Which Christian missionaries are you thinking of?
He's written previously in a way that suggests he doesn't know or respect the difference between atheists and Christians. He seems to think the only reason people would object to his masterful defense of Islam would be to promote and defend a competing religion. He doesn't grasp that many of us here oppose all religion, and that our criticism of his comes from that, not from a different devotion.
In his other thread he touts the superiority of the Qur'an over the Torah and the New Testament, apparently expecting his critics to defend those books. He doesn't get that the majority of his critics don't accept any of them as divine revelation. That said, there are still many of us who have a good working knowledge of the world's compendium of holy writ and can respond meaningfully to claims of historicity, provenance, and so forth. We can point out others' errors without professing a belief in those religions ourselves. It's a common paradox that people who approach a religion academically often know more facts about it than those who were brought up in it and just absorbed it osmotically.
It is somewhat strange to see you repeat this claim after you have been shown pages that count all the occurrences of "day" with quotes, and where the number is anything but 365.
Not so strange if you accept that he's just a cargo-cult evangelist and doesn't really understand either the claims he's making or his critics' lines of reasoning in response. His only engagement to the refutation has been a vague wave of the hands toward Arabic grammar, which he claims supports the hair-splitting taxonomy of which instances of "day" count, and which don't.

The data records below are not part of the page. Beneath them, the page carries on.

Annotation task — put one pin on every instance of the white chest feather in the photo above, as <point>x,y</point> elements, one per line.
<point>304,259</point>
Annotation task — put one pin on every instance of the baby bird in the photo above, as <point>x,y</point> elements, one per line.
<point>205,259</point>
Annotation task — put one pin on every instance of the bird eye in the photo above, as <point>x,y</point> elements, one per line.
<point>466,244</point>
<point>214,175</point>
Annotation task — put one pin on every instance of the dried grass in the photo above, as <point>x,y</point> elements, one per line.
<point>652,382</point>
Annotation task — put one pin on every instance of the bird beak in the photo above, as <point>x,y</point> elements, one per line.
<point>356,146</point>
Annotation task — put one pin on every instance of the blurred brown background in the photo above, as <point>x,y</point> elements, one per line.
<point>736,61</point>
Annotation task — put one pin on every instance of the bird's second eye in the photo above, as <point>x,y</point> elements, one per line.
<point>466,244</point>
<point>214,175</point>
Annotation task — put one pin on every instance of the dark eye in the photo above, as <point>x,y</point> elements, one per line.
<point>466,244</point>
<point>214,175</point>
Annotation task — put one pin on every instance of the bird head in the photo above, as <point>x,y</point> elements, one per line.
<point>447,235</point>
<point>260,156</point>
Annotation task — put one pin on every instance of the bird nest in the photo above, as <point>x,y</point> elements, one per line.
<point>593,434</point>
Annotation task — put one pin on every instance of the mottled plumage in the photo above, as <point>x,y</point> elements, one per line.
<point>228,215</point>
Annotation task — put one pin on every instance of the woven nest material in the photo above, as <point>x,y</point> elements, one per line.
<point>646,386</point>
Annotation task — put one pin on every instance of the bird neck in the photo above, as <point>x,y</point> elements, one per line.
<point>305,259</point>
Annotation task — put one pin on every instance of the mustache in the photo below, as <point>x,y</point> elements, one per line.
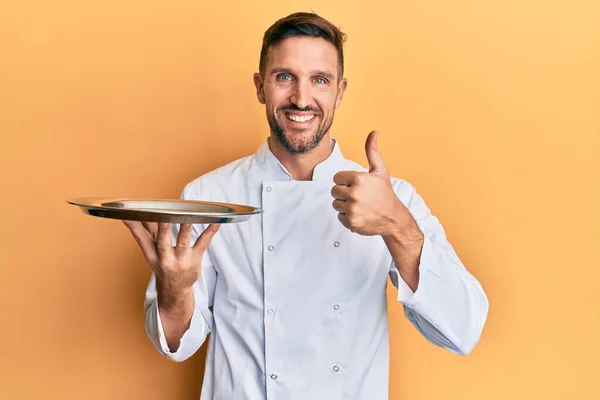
<point>292,107</point>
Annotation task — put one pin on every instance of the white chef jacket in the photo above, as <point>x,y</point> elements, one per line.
<point>298,301</point>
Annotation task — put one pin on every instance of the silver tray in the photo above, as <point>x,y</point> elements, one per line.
<point>165,210</point>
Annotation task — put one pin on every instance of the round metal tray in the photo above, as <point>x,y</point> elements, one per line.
<point>165,210</point>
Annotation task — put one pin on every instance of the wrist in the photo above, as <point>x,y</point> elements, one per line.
<point>404,231</point>
<point>172,297</point>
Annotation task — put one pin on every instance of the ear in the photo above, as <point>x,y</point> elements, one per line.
<point>341,89</point>
<point>260,94</point>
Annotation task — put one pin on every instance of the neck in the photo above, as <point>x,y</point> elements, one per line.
<point>301,166</point>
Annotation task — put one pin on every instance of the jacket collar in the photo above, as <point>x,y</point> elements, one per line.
<point>324,171</point>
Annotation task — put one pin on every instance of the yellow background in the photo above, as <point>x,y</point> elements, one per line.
<point>491,109</point>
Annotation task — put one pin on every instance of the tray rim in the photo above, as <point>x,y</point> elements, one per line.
<point>96,203</point>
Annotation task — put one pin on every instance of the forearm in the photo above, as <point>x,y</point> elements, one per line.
<point>176,308</point>
<point>405,244</point>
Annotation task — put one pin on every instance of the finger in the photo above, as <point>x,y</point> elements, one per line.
<point>344,178</point>
<point>205,238</point>
<point>164,239</point>
<point>151,227</point>
<point>341,192</point>
<point>144,240</point>
<point>376,164</point>
<point>340,206</point>
<point>344,220</point>
<point>184,239</point>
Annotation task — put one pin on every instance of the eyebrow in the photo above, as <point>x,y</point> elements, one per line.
<point>325,74</point>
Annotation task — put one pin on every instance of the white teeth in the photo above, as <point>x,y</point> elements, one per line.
<point>303,118</point>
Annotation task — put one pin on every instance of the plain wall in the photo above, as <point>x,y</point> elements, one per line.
<point>490,109</point>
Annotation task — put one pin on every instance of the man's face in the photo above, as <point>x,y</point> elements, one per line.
<point>301,91</point>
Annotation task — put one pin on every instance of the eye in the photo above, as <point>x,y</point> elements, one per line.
<point>284,77</point>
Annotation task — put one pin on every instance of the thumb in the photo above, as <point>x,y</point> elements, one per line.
<point>376,164</point>
<point>206,237</point>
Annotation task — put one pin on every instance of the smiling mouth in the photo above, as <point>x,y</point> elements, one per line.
<point>299,118</point>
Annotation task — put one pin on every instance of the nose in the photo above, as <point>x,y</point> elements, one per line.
<point>300,95</point>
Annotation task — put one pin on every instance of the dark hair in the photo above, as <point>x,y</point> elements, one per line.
<point>303,24</point>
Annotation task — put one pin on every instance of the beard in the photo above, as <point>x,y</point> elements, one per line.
<point>285,138</point>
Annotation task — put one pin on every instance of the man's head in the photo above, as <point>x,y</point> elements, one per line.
<point>300,79</point>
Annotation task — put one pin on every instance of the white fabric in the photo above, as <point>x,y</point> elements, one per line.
<point>299,302</point>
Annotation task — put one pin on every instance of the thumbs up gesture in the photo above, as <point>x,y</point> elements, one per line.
<point>366,201</point>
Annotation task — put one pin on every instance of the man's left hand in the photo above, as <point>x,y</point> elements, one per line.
<point>367,203</point>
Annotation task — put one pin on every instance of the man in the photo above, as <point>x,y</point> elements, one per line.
<point>295,299</point>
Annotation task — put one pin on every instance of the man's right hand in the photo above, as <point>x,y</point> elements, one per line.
<point>176,268</point>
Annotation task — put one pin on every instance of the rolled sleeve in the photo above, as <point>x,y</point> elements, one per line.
<point>449,307</point>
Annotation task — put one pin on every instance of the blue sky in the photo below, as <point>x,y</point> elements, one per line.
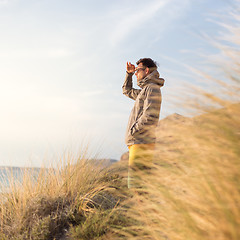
<point>62,65</point>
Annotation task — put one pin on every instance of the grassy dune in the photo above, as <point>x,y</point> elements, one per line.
<point>192,193</point>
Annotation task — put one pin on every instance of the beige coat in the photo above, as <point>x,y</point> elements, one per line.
<point>145,113</point>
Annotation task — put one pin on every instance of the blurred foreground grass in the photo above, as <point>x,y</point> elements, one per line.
<point>192,193</point>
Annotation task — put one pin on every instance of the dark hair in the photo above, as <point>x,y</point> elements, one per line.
<point>147,62</point>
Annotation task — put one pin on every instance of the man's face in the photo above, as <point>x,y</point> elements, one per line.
<point>141,72</point>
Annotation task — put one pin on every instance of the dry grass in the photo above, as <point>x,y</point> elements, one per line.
<point>192,192</point>
<point>75,196</point>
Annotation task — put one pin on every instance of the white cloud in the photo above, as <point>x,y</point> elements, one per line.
<point>166,9</point>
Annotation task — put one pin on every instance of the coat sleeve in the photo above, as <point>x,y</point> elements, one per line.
<point>151,110</point>
<point>127,88</point>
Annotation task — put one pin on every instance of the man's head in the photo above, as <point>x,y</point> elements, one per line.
<point>144,68</point>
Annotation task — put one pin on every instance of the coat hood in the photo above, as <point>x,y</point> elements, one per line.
<point>153,77</point>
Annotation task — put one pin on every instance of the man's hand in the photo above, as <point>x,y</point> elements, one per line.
<point>130,67</point>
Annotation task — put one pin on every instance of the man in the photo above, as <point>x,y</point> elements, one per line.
<point>140,135</point>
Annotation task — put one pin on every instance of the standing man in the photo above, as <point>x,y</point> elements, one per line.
<point>140,135</point>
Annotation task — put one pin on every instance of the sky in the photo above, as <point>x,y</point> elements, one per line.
<point>63,63</point>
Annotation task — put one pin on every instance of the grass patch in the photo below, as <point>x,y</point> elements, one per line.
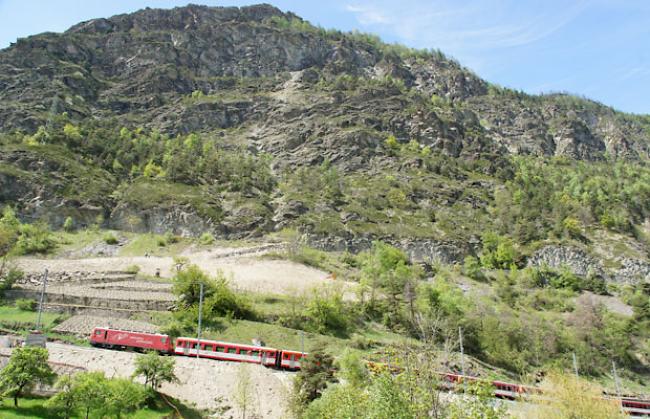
<point>34,407</point>
<point>17,319</point>
<point>139,244</point>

Unfortunately we called his bluff. We've come to understand that he doesn't actually read Arabic. He doesn't understand definite articles because Turkish doesn't have them. The idiom he's stumbling over is tied directly to the abstract notion of finiteness in linguistics. The speakers of languages that omit the definite article generally come late to these nuances when learning other languages. Here the nuance is important, because when the Arabic word for "day" is given the particular definiteness that comes from affixing the definite-article prefix, it acquires a wholly different meaning -- one for which some languages like ours have a completely different word. This is not generally true of nouns in Arabic, but it holds here. The Semitic construct of "day-with-definiteness" has a particular meaning, the idea that means exactly "today" in English. The difference in meaning in English between "day" and "today" is fully present in the Arabic, even though it's written as an idiom. Hence his desire to include
al-yawm in the list as if it were just another ordinary reference to "day" is as wrong as it can possibly be.

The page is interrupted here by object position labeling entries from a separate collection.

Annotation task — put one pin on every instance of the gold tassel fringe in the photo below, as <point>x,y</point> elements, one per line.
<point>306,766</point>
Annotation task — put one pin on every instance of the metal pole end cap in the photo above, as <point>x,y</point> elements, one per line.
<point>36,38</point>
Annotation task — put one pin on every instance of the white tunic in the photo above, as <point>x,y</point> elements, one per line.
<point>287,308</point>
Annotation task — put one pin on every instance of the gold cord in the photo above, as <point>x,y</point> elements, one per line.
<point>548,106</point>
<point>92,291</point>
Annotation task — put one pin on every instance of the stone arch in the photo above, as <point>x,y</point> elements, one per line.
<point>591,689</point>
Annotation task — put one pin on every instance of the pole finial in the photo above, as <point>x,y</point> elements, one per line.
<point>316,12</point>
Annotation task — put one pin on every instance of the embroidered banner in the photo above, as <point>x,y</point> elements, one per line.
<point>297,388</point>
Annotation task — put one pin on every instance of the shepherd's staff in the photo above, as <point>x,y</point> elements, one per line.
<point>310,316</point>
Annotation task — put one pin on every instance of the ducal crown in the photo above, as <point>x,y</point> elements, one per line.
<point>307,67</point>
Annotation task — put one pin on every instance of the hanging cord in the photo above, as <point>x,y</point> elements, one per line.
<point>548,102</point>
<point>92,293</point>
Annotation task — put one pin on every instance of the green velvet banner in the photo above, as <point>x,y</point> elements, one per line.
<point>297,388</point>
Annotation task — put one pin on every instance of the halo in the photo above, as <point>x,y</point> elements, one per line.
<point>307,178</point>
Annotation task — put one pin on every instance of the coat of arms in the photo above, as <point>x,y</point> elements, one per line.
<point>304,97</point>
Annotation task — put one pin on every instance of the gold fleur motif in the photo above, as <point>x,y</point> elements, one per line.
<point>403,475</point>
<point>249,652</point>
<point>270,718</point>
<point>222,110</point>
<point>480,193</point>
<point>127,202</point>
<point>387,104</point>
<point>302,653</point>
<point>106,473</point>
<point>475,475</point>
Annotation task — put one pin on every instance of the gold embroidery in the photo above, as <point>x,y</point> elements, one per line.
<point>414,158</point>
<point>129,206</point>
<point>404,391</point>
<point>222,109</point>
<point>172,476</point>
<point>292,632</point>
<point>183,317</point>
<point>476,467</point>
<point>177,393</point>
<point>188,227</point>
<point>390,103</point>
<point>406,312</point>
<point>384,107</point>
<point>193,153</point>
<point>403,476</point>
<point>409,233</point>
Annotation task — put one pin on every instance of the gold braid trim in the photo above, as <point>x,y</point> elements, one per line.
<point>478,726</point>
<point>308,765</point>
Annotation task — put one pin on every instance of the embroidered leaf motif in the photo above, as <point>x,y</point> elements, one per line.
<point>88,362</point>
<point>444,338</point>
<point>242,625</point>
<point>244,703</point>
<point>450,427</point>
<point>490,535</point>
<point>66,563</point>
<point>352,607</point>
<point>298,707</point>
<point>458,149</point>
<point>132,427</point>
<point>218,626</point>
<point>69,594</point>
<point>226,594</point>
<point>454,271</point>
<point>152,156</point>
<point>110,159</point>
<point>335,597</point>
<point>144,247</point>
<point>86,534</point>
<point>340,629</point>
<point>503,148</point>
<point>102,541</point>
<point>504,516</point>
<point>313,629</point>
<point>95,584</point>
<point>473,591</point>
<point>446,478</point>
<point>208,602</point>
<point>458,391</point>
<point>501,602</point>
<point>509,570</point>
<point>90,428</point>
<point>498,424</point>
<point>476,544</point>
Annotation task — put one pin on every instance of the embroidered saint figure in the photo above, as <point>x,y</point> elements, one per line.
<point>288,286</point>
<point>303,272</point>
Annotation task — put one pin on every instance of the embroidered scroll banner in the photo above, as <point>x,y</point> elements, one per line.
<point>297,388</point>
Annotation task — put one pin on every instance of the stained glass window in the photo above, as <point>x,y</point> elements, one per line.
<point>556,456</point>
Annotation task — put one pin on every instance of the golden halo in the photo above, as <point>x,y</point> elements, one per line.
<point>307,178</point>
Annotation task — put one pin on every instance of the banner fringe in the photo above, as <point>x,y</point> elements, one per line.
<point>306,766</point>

Now it's unwise for him to try to debate in English when his command of English is so poor. He may be ignoring our responses simply because whatever translation method he's using isn't up to the task. But if he's trying to be a Qur'an scholar and a master evangelist of Islam, unfamiliarity with Arabic is a show-stopper. It doesn't matter what other languages he doesn't read, the inability to read and understand Arabic -- including all its idioms and colloquialisms -- is fatal to an expert understanding of the Qur'an. He told us to go look at the Arabic just trusting that we wouldn't be able to tell that it doesn't say what he says it says.
I am also puzzled why it would be a miracle even if there were 365 occurrences of "day".
We're still trying to figure this out. As near as I can tell, it's just another example of cargo-cult reasoning, although it's not particular to him. Other Muslims tout this as some kind of miracle for the Qur'an. It's as if any old curiosity is just assumed to be evidence of the divine irrespective of any actual probative value.
I drew the parallel to the so-called Bible Code, in which letters taken at different strides in the Masorah are said to reveal hidden, encoded truths. At least that is said to convey some hidden additional meaning, as opposed to being just a numerological curiosity. Incidentally that's a fun computer programming exercise: take a block of text, render strings from it composed of letters at different regular strides, then look for words and phrases in those modulo strings that are deemed unlikely to have arisen by chance. Then ascribe to them whatever significance bubbles up out of your biases. If you do this with the American Declaration of Independence, the word "penis" appears five times. That obviously expresses the Founding Fathers' wishes to establish a gender-oppressive patriarchy.
Armchair stylometry is fun!
30 occurrences of the word "days" is also puzzling, because there are not 30 days in a year, and I am sure your god would know this if he existed.
Yeah, the relationship between the words and the cardinal entities they're supposed to reveal is not consistent. Astronomically speaking, there's no harmonious relationship among the solar day, the lunar month, and the solar or sidereal year. And frankly, the Arabs knew this. It's not as if these words counts actually reveal some arcane knowledge about the natural world. But the relationship of "day" to year, "days" to month, and "month" to year -- i.e., playing fast and loose with both the constituents of each unit and the grammatical number -- is a clear sign of wishful contrivance. It's pure numerology. It makes up the rules so as to arrive at the desired "coincidence," not because the rules have intrinsic significance. It's like taking the number of verses in the new testament, dividing it by Michael Jackson's waist size, and arriving at the number of cubits of longitude for the pizza place where Hilary Clinton is supposed to have a kiddie sex dungeon.